令和4年7月の思い出_酸ヶ湯・八甲田・北八ヶ岳

もう明日は暦の上では立秋である。

連日の暑さでまったく元気が出なくて、とうとう7月は一日もブログを書く意欲が出ずに過ごしてしまった。

今年の夏は6月下旬にはやばやと梅雨が明けた。記録に残る限りこの100年間でもっとも早く梅雨が明けたあとには強烈な猛暑と梅雨の戻りでしっぺ返しのような豪雨が続き、我が家の定番の朝の散歩道に咲く紫陽花がいち早く枯れてしまった。

行動制限が緩和された7月にはいると、案の定、新型コロナウイルス感染第7波がはじまり、夏休みを控えてこの夏をどう過ごすか、思案に暮れる毎日を過ごした。

烈暑と大雨被害の日々を告げる連日のニュースに一喜一憂していると新型感染症はあらたな株に置き換わり、瞬く間に第6波を凌ぐ勢いで広がり、7月を過ぎて8月に入っても収まる気配がみられない。毎日全国で20万人以上の感染者が出る日が続いている。

広島の原爆の日を迎えた今日は、先週来の日本各地を襲う豪雨の被害がテレビのニュースを賑わせている。ウクライナにおけるロシアによる侵略戦争はまったく先が見えず、加えてあらたな感染症やこれまで経験したことのない温暖化が深刻化して、いったいこれから地球はどうなってしまうのかと心配しているうちにあれよあれよと7月が終わってしまった。今日、残暑見舞いの葉書を何枚か書いて投函した。

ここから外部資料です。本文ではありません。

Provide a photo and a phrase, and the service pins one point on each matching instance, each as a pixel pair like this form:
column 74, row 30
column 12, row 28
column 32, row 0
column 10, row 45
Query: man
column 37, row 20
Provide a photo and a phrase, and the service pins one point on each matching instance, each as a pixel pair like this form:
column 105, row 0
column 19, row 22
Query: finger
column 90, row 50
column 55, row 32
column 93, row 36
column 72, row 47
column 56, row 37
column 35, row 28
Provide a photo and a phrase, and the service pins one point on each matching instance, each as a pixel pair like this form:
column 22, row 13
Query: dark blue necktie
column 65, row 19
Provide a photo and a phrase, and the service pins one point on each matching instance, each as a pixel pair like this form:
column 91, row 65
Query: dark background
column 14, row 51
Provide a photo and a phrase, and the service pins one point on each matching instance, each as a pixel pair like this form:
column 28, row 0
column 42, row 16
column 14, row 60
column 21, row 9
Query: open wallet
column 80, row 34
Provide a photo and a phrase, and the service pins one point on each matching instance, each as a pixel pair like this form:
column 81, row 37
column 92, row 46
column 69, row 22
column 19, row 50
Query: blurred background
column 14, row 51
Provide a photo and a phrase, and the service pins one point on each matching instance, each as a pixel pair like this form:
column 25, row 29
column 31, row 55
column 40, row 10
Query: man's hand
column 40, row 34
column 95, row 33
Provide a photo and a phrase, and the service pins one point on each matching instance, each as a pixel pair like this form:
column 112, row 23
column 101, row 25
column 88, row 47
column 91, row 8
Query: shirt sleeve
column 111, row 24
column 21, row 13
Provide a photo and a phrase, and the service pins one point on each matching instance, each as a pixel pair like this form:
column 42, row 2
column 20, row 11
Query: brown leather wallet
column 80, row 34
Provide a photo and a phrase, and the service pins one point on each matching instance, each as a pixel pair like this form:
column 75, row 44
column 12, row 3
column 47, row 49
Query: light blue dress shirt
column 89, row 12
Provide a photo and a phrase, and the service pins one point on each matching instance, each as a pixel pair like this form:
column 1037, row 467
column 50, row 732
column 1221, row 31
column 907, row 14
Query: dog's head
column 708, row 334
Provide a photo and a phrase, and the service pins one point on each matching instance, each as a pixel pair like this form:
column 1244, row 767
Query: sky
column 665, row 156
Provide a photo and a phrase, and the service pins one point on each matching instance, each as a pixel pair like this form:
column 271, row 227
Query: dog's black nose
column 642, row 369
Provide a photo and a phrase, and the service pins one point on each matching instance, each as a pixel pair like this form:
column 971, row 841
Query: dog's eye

蒸し暑い夏の雨と晴れれば目もくらむような暑さを逃れて七月中旬、青森県酸ヶ湯三泊して八甲田登山に出かけた。空路で青森に飛び、初日は酸ヶ湯から八甲田大岳に登った。仙人岱から八甲田大岳に登り、毛無岱に下る定番のコースだった。前日までの雨が一時的にあがり頂上からの眺望を楽しむことができた。下山して酸ヶ湯にチェックインし、白濁の千人風呂で手足の伸ばしているとまた雨になった。この温泉も秋田の乳頭温泉黒湯と同様に身体の芯から疲れが取れる効能があり何度来ても気持ちの良い体験ができる。歩くとギシギシと音がする年季の入った階段を上り湯治部の鄙びた個室にのんびりと温泉三昧で三連泊した。湯治部は料金が安く、朝食は旅館部を同じバイキング形式だが、夕食は品数が減らしてあり高齢者にはちょうどよい量になっている。少し遠いのが難点だが、飛行機を使えば数時間でたどり着ける、定宿したい温泉宿だ。

八甲田大岳山頂

二日目は雨の中、雨具を着込んで奥入瀬渓流を散策した。水量が多く、濁流の流れは謳い文句の清流とはほど遠い勢いの激流になっていた。怒れる龍のようだといわれても仕方がないような流れだった。昼過ぎには酸ヶ湯に戻り近場を散策した。すぐ近くに東北大学の植物園や酸ヶ湯と同系列の八甲田ホテルがあり、せっかくなので瀟洒なホテルを覗きちょっと贅沢にバーラウンジで午後のコーヒーとスイーツと食べた。コーヒーがとてもうまかった。

奥入瀬渓流

奥入瀬渓流の増水
三日目、晴れてくれればまだ行ったことがない南八甲田の峰々を歩いてみかったが叶わず、八甲田山中にいつのまにか出来た城ヶ倉大橋を渡り、弘前に散歩に出かけた。酸ヶ湯温泉からわずか十数分走ると橋の手前からすっかり雨が上がり、津軽平野は晴れていた。酸ヶ湯から弘前まではわずかに40キロメートルあまり。1時間少しで弘前の中心街に着いた。かつて弘前に在住の頃、八甲田への道のりは遠く車で4時間以上かかってたどり着いた記憶がある。調べてみると城ヶ倉大橋は平成7年10月に開通したとあった。これといって予定がないので、かつての中心街下土手町通りの老舗和菓子屋である開運堂でお菓子を買い、はるか昔の記憶を頼りに以前の職場でお世話になった大学の同窓であるO先輩宅を予告もなしに訪問した。

O家で記念撮影

ご夫婦ともご健在でなによりだった。ご内儀に会うのはたぶん45年ぶりだ。当時はまだ新婚ほやほやで長子の妊娠中で悪阻に苦しんでいた時期だったと記憶している。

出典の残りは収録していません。